Israel's nuclear sites should be subject to international oversight, Shalgam said. "Otherwise, all the states of the Middle East will say, `We have a right to develop nuclear weapons. Why Israel alone?'"

Thursday's omnibus resolution also expressed "grave concern" about the threat of nuclear terrorism, and urged states to take firmer steps to keep potential bomb material out of terrorist hands. It encouraged governments to lay down stricter guidelines for exporting nuclear technology, for example, and to do more to detect and disrupt nuclear trafficking.

The White House said Thursday's action demonstrated "growing international political will behind the (Obama) nuclear agenda." It also endorsed ideas that have not always found favor in Washington.

China's president focused on one of those ideas, a late addition to the final resolution referring to "negative security assurances," guarantees to non-nuclear-weapon states that they will never be attacked with nuclear weapons. The US has resisted making such assurances all-encompassing and legally binding.

Addressing this, China's Hu Jintao said all weapons states "should make an unequivocal commitment of unconditionally not using or threatening to use nuclear weapons against non-nuclear-weapon states."

The resolution also identified global nuclear disarmament as a "pillar" of the Nonproliferation Treaty, a point much ignored in past years by the Republican White House of George W. Bush. The resolution called on states to negotiate "a treaty on general and complete disarmament."

In his agenda-setting speech in Prague last April, Obama embraced such a goal, as he did earlier in a joint statement with Russian President Dmitry Medvedev.

He repeated that commitment on Thursday.

"The historic resolution we just adopted enshrines our shared commitment to the goal of a world without nuclear weapons," he told the summit. "And it brings Security Council agreement on a broad framework for action to reduce nuclear dangers as we work toward that goal."

Arms-control advocates applauded the unprecedented Security Council action.

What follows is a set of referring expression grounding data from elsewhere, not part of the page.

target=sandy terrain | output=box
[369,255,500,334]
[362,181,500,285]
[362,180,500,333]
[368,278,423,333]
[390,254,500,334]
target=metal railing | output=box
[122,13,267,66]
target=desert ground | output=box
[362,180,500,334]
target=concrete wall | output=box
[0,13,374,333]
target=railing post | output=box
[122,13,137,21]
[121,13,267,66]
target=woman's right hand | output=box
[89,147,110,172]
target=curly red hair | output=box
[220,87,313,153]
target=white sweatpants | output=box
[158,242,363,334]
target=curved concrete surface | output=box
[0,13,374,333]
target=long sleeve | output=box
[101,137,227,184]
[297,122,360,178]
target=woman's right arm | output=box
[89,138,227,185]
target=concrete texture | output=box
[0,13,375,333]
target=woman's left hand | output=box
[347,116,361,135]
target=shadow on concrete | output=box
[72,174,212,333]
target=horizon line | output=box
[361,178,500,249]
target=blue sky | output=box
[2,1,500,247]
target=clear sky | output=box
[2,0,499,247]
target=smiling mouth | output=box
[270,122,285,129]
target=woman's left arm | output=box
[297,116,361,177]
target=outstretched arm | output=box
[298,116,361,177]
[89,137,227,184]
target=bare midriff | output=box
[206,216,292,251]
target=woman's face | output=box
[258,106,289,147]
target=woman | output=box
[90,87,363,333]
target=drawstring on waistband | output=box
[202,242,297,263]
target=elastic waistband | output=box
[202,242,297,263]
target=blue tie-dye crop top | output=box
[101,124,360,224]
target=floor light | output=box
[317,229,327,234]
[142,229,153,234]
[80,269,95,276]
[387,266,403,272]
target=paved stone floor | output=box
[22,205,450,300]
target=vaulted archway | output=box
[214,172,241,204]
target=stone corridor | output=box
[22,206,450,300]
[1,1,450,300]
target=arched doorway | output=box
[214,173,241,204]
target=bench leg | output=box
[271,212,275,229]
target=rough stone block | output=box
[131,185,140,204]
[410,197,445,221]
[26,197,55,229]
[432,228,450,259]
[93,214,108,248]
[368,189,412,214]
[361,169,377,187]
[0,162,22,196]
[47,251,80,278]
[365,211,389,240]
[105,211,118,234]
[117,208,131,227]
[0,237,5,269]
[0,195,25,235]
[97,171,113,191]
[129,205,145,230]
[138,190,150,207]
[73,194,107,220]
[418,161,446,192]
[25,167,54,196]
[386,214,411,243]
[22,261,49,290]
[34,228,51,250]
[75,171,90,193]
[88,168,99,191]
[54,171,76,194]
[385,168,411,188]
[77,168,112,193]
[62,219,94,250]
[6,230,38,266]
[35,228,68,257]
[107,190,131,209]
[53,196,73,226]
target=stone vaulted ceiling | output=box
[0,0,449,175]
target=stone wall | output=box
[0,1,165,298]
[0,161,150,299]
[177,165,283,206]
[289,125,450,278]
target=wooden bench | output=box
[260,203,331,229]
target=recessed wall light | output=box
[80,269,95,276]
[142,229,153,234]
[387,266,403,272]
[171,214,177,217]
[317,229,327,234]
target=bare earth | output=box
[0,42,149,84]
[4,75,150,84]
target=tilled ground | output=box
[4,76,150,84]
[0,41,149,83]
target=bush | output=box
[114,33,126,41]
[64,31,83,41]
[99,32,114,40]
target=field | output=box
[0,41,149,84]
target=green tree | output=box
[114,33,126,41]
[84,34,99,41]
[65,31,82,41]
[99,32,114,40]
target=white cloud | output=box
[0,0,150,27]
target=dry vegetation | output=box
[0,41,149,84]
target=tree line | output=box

It "brings much-needed global focus to the risks posed by the spread of nuclear weapons, nuclear know-how and nuclear material," said a statement from four leading US ex-statesmen — former Secretaries of State Henry A. Kissinger and George P. Shultz, former Defense Secretary William Perry and ex-US Sen. Sam Nunn. The four have led a 2-year-old campaign to move toward abolition of nuclear arms.